6. Start Again, But Smarter
Coming back to tech after a break is intimidating. The industry moves fast, and imposter syndrome is real. But I didn’t rush. I started small—building tools I cared about, learning Swift, contributing meaningfully to personal projects. Each step rebuilt confidence on my own terms. I wasn’t just brushing up on skills—I was proving to myself that I still love this work, and that I could approach it with more clarity and care than before.
7. What I Actually Want from Work
After stepping away from the noise, I was able to get clear on what I value: smart collaborators, meaningful problems, thoughtful systems, and a human pace. I’m no longer chasing titles or optimizing for prestige. I’m looking for work that feels sustainable—where I can build things that matter and be part of a team that supports each other through uncertainty, not just success.
8. Try Something Totally Different (Even If It’s Temporary)
Sometimes the best way forward isn’t to fix what’s broken—it’s to step into something entirely unfamiliar. For me, that meant trying jobs I never imagined I’d do—grocery work, lumber sales, hands-on roles that taught me about pacing, boundaries, and the environments I actually function well in. It also meant exploring mindfulness and Buddhist practice. Sitting in silence, doing nothing—on purpose—felt deeply counterintuitive at first. But that stillness gave me tools I couldn’t get any other way: how to recognize what I can and can’t control, how to meet pain without amplifying it into suffering, how to treat myself with compassion instead of critique.
Trying something different also meant reevaluating things I’d taken for granted—like whether I needed to be medicated to function. Going off ADHD medication (with careful observation and out of necessity) ended up helping me stabilize. I found a rhythm that worked better for me, and one I could maintain without being at the mercy of a fragmented prescription system.
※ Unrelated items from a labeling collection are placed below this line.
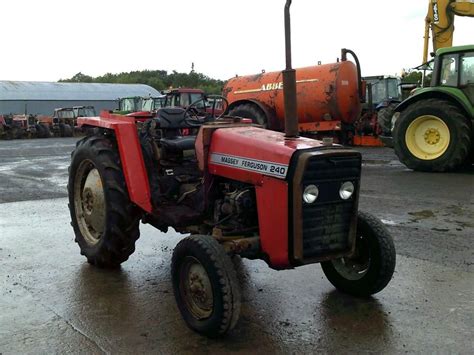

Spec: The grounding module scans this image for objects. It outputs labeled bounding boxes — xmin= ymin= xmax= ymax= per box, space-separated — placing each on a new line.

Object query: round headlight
xmin=303 ymin=185 xmax=319 ymax=203
xmin=339 ymin=181 xmax=355 ymax=200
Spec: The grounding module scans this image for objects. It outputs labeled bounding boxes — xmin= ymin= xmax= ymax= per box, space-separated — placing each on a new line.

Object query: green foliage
xmin=59 ymin=70 xmax=224 ymax=94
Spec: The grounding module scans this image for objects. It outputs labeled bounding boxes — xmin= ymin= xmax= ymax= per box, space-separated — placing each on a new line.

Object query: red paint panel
xmin=77 ymin=111 xmax=152 ymax=213
xmin=256 ymin=177 xmax=291 ymax=269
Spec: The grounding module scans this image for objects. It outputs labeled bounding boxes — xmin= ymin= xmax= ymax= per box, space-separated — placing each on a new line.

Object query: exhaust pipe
xmin=282 ymin=0 xmax=298 ymax=138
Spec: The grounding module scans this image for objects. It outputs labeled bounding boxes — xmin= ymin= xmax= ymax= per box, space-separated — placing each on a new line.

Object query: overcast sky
xmin=0 ymin=0 xmax=474 ymax=81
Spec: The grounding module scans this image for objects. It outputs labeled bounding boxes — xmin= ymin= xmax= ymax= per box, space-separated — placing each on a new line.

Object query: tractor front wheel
xmin=171 ymin=235 xmax=240 ymax=337
xmin=68 ymin=136 xmax=140 ymax=267
xmin=393 ymin=99 xmax=471 ymax=172
xmin=321 ymin=212 xmax=396 ymax=297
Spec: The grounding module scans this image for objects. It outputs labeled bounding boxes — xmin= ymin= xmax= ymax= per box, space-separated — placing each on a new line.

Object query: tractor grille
xmin=293 ymin=151 xmax=361 ymax=263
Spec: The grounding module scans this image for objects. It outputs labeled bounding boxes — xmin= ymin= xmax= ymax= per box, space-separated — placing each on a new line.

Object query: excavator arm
xmin=423 ymin=0 xmax=474 ymax=63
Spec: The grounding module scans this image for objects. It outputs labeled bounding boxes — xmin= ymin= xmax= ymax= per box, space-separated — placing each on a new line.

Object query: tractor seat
xmin=160 ymin=136 xmax=196 ymax=153
xmin=157 ymin=107 xmax=188 ymax=129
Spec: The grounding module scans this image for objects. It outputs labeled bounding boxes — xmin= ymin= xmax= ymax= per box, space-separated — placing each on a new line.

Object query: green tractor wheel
xmin=393 ymin=99 xmax=471 ymax=172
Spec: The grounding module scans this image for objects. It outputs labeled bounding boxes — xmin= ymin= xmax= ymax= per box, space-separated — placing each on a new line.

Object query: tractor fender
xmin=226 ymin=99 xmax=284 ymax=130
xmin=77 ymin=111 xmax=152 ymax=213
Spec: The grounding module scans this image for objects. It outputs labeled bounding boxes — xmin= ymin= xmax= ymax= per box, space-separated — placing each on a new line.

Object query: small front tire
xmin=171 ymin=235 xmax=240 ymax=337
xmin=321 ymin=212 xmax=396 ymax=297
None of these shifts were permanent solutions on their own—but together, they helped me define what kind of life I want to build, and what kind of work I’m now ready to return to.
9. The Difficulty—and Dignity—of Being In-Between
There’s a strange kind of exile that comes with long-term unemployment. You fall out of rhythm with the working world—no standups, no deadlines, no team Slack banter or Friday demos. The structure that used to frame your days disappears, and with it, sometimes, your sense of identity. It’s disorienting, and often lonely.
And yet, there’s dignity in that space too—if you can stand to stay in it. I learned how to hold uncertainty without rushing to escape it. I learned how to sit with the question of who I am when I’m not being productive. I watched the people around me define themselves by their busyness, their titles, their LinkedIn updates—and I had to decide if I believed in my worth outside of all that.
Being in-between is not just a waiting room. It’s a crucible. It taught me patience, humility, and a kind of internal steadiness I didn’t know I was capable of. And while I wouldn’t choose that liminal space again, I’m proud of how I lived in it. It changed how I carry myself now that I’m back in motion.
If you’re reading this while in your own in-between—whether it’s by choice, by force, or by sheer circumstance—just know you’re not alone. This season might not look like progress from the outside, but that doesn’t mean it’s wasted. You’re still becoming. And when the time comes to return, you’ll carry more than you left with.